My hair is very important to me. I shave it by the light of the full moon and store it in Hefty bags for an unspeakable ritual that will soon be known to all.

Not very important. When I had hair, it had an unpleasant way of curling without actually being completely curly. When it was short it would tend to pop up or out, away from my head. When it was longer it tended to break a lot. I started balding in my early 30’s, although it has stabilized in the last 20 years. The last time I had long hair, before I cut it down to the 1/8" that it is now, I had it in a pony tail, and when I took off the rubber band I looked like Benjamin Franklin. Not a good look for me. Also it was never a particularly attractive color, the term “mousy brown” was invented for me I think, and it only got worse when I stated going gray, a process that is now about 80% complete.

Now hair care is cheap, I don’t need shampoo or conditioner or a comb or brush. Every 4 weeks it gets chopped back to 1/8" and I don’t do anything to it until the next cut.

Not at all. If it were up to me, I’d either buzz it every couple of weeks, or wear it in a ponytail. But my wife has to look at me, and she prefers that it look reasonably presentable. When I find a barber who cuts it the way she likes, I keep going back to that person as long as I can.

55 y.o. male with a full head of hair. Straight, nondescript brownish w/ a bit of grey.

Extremely important. I once had a nightmare that it started falling out and as soon as I woke up I started patting my head to reassure myself! (And I’m female, so I’m unlikely to go bald!)

I don’t like my hair TYPE – it’s too straight and has no body at all, so it’s not all that low-maitenance. But it’s worth the effort. I’m rather vain. I like getting different cuts and styles, and coloring it. (I’m thinking about going with a multi-colored streaks style I recently saw. Or perhaps an ombre?)

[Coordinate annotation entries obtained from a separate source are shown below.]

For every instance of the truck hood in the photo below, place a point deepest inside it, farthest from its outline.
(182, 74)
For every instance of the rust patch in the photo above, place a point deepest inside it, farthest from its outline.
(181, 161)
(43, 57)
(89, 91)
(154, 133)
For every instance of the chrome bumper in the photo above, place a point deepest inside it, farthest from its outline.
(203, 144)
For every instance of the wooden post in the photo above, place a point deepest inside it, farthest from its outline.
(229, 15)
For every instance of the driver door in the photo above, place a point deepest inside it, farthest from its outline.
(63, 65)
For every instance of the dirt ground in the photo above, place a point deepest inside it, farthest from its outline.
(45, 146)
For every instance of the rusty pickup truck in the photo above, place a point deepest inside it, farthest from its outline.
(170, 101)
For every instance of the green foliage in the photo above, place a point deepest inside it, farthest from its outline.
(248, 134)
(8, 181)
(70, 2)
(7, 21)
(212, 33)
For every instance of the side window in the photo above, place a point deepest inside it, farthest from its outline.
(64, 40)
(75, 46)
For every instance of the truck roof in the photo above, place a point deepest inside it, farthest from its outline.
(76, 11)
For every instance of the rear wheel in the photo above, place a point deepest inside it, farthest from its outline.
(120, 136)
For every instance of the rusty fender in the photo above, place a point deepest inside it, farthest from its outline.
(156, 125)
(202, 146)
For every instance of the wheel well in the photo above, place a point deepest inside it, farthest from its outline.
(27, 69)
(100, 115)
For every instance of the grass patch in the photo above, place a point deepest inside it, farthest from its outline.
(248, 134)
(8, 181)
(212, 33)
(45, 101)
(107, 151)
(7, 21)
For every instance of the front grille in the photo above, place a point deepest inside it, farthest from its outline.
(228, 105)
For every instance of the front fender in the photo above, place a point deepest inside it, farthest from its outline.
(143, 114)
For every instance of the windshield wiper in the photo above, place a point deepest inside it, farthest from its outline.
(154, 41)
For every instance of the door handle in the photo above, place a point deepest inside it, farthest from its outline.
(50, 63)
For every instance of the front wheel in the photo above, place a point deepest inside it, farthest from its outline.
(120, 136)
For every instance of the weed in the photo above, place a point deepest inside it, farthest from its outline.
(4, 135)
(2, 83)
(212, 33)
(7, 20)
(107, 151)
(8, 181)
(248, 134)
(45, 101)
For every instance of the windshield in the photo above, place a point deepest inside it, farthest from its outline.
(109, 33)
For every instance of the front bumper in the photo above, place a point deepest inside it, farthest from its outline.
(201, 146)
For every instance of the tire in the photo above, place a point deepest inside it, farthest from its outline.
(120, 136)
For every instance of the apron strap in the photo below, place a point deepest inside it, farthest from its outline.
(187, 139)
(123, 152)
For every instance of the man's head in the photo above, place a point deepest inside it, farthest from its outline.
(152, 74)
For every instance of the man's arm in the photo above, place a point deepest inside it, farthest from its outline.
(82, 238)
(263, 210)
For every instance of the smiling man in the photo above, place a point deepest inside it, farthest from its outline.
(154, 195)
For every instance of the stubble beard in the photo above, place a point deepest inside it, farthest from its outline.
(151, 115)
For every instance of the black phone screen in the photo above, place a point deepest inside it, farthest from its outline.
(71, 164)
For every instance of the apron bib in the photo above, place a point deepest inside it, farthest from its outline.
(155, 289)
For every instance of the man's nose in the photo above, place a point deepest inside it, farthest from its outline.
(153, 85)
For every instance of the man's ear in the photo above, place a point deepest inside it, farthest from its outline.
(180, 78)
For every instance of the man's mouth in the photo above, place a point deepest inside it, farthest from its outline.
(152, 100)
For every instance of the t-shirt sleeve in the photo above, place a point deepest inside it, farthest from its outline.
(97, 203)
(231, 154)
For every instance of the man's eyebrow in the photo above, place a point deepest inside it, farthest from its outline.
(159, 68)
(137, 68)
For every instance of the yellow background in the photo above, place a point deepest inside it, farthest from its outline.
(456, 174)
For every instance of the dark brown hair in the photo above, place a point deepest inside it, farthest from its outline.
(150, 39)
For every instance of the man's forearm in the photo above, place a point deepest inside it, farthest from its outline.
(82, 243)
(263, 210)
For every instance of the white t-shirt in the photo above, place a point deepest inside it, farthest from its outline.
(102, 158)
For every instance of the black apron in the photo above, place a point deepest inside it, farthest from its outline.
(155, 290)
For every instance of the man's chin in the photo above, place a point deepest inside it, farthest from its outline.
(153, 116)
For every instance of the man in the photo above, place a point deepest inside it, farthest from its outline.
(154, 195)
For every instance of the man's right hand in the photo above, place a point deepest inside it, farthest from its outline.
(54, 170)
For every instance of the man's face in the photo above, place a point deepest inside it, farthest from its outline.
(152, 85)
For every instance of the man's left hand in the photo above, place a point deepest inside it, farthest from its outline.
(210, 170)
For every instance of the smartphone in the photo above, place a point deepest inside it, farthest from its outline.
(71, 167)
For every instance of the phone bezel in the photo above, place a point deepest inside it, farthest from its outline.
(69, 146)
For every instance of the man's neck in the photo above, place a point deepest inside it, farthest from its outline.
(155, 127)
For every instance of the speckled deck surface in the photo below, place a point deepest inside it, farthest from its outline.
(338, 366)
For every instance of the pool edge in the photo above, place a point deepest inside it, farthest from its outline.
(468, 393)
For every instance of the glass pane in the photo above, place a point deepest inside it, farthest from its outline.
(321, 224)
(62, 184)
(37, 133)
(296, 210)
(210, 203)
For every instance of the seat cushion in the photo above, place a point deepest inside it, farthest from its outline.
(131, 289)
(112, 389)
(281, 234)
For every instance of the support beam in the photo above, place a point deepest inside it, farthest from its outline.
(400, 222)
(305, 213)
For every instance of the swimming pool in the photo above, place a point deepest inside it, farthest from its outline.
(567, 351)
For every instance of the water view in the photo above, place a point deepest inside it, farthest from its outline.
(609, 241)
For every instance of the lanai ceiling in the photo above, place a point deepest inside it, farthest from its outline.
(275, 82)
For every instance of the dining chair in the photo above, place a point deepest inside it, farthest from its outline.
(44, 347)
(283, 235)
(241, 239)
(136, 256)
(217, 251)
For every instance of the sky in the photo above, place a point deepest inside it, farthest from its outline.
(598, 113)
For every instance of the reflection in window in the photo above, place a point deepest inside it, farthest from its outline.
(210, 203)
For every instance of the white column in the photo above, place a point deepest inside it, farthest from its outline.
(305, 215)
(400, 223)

https://s-media-cache-ak0.pinimg.com/736x/45/15/4e/45154e37f9476734b309842866128b65.jpg :slight_smile:

Mine is just starting to go, and I’m going to try to adopt this attitude. At the moment, alas, I’m not that philosophical, but I know I’ll get over it. Anyway, nuts to nonsense like combovers and toupees. Love me, love my pate.

I would be devastated if I woke up one morning without any hair. So I know deep down I love it.

But I would say that my hair and I have a complicated relationship. It’s definitely a chore, but only because I’m so neurotic. My hair brings out my compulsive tendencies. When it’s longer and thus curlier than it is now, I have to fight the urge to pluck it all out. But at the length that it is now, I am obsessed with keeping it symmetrical and “perfect”. I give myself a trim every day–sometimes twice a day. Sometimes I chop off too much, which then necessitates “fixing” it with more chopping. I know I must perplex people who are attentive enough to notice such things.

But apart from own craziness, my hair is low maintenance. I like that it is so multi-textured, defying all categorization. I even like the strands of gray that are growing in.

I treat my hair as the other kind of low maintenance; I don’t cut it. I shampoo it about once a week, and brush it daily, that’s it.

Surprisingly, it seems to thrive on this treatment; it’s waist-length, wavy, thick, shiny and I get regular random compliments from strangers on it, even when I haven’t washed it in a week.

Probably because of the compliments, I tend to think of it as my best feature, and have grown quite attached to it. Even though it’s really quite a nuisance and gets in the way a lot, I don’t like the idea of cutting it short, so I suspect I will miss it quite a lot if it thins or changes texture too much.

Maybe it won’t, women in my family seem to have pretty good hair into old age, and I don’t think grey will bother me too much.